“Era la mia prima gravidanza. Ho fatto il viaggio da sola, speravo in un futuro migliore per me e per mio figlio. Ma lui adesso non c’è più. Non ho avuto nemmeno la possibilità di abbracciarlo…”.

Tra le lacrime e ancora sotto choc, chiede di non aggiungere altro Claudelle, la ragazza di 28 anni, originaria del Camerun che sabato scorso ha partorito su una carretta al largo di Lampedusa un neonato morto subito dopo.

Un viaggio lunghissimo e doloroso, con un epilogo tragico. Nonostante fosse incinta Claudelle ha sfidato il deserto per fuggire dalla fame e dalla miseria. E quando era ormai a poca distanza dalla sua nuova vita ha vissuto la più grande gioia e il più grande dolore per una mamma: la nascita e la morte del suo bambino.

La migrante, che ha partorito tra le onde del mar Mediterraneo aiutata dai compagni di viaggio, adesso è in un letto del reparto di ginecologia dell’ospedale Civico diretto da Antonio Maiorana, coccolata dai medici e dagli infermieri. Quando è sbarcata, con in braccio il cadavere del figlioletto, madre e figlio erano ancora legati dal cordone ombelicale e la donna non aveva espulso per intero la placenta. Ecco perché si è reso necessario il suo trasferimento in ospedale.

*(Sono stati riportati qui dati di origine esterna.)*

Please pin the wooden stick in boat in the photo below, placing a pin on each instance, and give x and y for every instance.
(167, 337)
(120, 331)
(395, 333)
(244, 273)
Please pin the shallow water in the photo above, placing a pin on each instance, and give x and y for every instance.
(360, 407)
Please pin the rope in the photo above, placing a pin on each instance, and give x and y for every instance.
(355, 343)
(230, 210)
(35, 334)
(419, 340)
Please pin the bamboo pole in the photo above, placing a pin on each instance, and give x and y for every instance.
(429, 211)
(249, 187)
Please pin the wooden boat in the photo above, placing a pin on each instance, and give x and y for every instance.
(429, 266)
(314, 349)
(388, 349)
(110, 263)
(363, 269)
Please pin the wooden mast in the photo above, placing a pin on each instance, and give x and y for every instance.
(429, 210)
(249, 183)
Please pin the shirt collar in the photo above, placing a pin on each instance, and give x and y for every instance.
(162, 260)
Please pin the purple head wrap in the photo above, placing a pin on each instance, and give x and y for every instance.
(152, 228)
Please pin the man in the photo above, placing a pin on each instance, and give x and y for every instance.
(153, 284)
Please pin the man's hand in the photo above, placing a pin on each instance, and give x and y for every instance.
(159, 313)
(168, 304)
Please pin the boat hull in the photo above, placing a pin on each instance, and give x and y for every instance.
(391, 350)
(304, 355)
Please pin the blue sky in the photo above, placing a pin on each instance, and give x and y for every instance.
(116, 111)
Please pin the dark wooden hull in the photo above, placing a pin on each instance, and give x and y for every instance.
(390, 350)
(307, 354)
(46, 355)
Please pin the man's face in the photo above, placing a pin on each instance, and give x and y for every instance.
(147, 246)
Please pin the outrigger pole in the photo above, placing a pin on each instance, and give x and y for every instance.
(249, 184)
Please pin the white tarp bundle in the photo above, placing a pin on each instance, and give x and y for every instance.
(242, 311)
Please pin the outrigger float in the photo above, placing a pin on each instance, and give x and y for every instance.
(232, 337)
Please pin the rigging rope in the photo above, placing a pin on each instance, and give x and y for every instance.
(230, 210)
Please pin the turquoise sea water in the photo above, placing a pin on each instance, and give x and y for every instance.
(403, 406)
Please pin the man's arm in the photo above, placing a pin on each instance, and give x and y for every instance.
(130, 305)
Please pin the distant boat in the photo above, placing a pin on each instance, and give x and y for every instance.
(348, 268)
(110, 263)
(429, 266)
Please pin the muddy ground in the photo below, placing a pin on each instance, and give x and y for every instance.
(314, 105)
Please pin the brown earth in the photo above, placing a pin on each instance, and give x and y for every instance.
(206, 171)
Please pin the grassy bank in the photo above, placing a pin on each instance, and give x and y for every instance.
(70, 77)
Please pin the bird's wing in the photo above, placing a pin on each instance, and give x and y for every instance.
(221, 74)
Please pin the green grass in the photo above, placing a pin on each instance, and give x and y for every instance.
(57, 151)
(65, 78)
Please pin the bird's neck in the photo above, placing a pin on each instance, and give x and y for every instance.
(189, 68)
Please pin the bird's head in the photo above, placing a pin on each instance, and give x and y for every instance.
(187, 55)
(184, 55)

“La donna sta bene per quanto riguarda lo stato di salute. L’abbiamo rifocillata, alimentata e curata dandole tutta l’assistenza possibile. Abbiamo risolto tutta una serie di problemi legati al parto avvenuto in condizioni non adeguate – spiega il primario – Le ho parlato in inglese e le ho spiegato quali sono le sue condizioni di salute”.

L’aspetto psicologico di quanto è accaduto sarà affrontato già da domani, con un colloquio con una psicologa che cercherà di sostenere Claudelle in questi giorni. “Lei è perfettamente consapevole di quanto è successo – racconta Maiorana – . Anche per questo abbiamo evitato di parlare con lei di questo momento dolorosissimo”. La donna ha trovato in ospedale un ambiente accogliente che si è preso subito cura di lei. “E’ stata circondata da un’ondata di solidarietà da parte di noi tutti, medici ed infermieri – aggiunge il primario -. Non è la prima migrante che assistiamo nel reparto dopo un lungo viaggio e una lunga traversata. Quello che posso dire, in base alla mia esperienza, è che si tratta di persone che hanno una grande dignità”.